We have been told in recent weeks that it will take more than one Dáil term to implement fully a new health care system. Will we see a turnover of junior hospital doctors throughout the term of this Dáil? Is this an emergency and a temporary measure or is it an emergency measure which will become permanent? We have been told the majority of doctors are likely to come from India and Pakistan. Reading the Minister's speech, I note they may well be more qualified than some of the people who have just trained here and may well have some specialties. Those countries can probably ill-afford to lose these doctors.

These doctors will not arrive alone and they will have families. Has any provision been made for their families because people coming to work here must be treated humanely? I echo the point Deputy Finian McGrath made that these doctors keep our hospitals going. Anyone who has had a family member in and out of hospital will know it simply would not function without foreign nationals, including many people from outside the European Union. Foreign doctors working in our hospitals is nothing new.

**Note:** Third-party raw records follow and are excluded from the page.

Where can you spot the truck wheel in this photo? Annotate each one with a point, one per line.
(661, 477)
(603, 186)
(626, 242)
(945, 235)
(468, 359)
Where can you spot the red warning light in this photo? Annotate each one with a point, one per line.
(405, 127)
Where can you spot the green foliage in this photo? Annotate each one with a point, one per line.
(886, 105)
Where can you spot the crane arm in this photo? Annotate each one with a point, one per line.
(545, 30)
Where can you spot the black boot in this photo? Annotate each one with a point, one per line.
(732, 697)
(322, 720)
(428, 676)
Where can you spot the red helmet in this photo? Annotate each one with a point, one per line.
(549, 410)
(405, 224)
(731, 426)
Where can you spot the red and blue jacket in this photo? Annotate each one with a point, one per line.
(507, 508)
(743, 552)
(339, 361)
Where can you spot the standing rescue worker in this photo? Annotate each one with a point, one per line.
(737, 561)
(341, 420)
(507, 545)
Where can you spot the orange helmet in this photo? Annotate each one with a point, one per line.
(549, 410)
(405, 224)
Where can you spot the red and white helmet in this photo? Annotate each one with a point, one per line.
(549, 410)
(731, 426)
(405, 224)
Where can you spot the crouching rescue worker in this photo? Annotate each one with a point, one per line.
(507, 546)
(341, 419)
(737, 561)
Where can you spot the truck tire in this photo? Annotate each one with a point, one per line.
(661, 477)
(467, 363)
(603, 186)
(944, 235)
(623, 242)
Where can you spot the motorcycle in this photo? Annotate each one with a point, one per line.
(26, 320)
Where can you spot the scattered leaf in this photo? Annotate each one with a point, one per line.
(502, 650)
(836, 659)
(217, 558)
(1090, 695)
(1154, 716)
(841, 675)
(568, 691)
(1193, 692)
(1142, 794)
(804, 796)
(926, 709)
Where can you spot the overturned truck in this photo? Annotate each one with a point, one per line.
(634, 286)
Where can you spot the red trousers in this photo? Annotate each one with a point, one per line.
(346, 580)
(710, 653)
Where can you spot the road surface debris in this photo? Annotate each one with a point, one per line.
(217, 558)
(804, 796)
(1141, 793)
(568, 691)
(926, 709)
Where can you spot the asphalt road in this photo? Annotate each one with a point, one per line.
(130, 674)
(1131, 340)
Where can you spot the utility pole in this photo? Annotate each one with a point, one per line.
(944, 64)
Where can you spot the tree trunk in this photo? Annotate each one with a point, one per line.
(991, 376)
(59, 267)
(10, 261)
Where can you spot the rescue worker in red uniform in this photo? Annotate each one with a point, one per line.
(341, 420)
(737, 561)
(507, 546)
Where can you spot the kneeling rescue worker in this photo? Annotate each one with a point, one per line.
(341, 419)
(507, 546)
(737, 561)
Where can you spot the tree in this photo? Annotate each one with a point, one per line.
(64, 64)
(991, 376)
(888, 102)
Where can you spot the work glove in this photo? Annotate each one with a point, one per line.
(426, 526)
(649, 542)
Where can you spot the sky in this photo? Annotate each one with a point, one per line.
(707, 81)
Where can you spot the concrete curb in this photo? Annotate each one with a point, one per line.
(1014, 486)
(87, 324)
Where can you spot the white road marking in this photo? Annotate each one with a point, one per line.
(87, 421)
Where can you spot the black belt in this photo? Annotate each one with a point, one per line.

I am concerned that when we close a small hospital, the feeder hospital to which people go is not, in some cases, receiving additional supports. Last week I received a telephone call from a man who was diagnosed with early prostate cancer. For administrative reasons, his operation in a large teaching hospital in Dublin did not proceed in the middle of June and was rescheduled for the middle of July. I contacted the admissions nurse to find out whether it was likely to proceed on that date. The man was told to telephone the day before or the morning of the operation. That man is really worried about his cancer progressing. I was quite shocked by what nurse said. She said she was cancelling operations on a daily basis, that people were arriving in ambulances and that there was an obvious need for their surgery to proceed on a particular day because they could see blood in urine and so on.

This is not just about Roscommon, Navan and Loughlinstown; it is about the whole system. If we transfer services from one hospital to a centre of excellence, it is essential that it is able to cope with the additional capacity, otherwise our health care system will fail. I am very concerned that it will fail this man who is one of a very large number of people. It is only one story but it is the most important thing that has ever happened to him and it is a story that is repeated. I have major concerns about the lack of integration.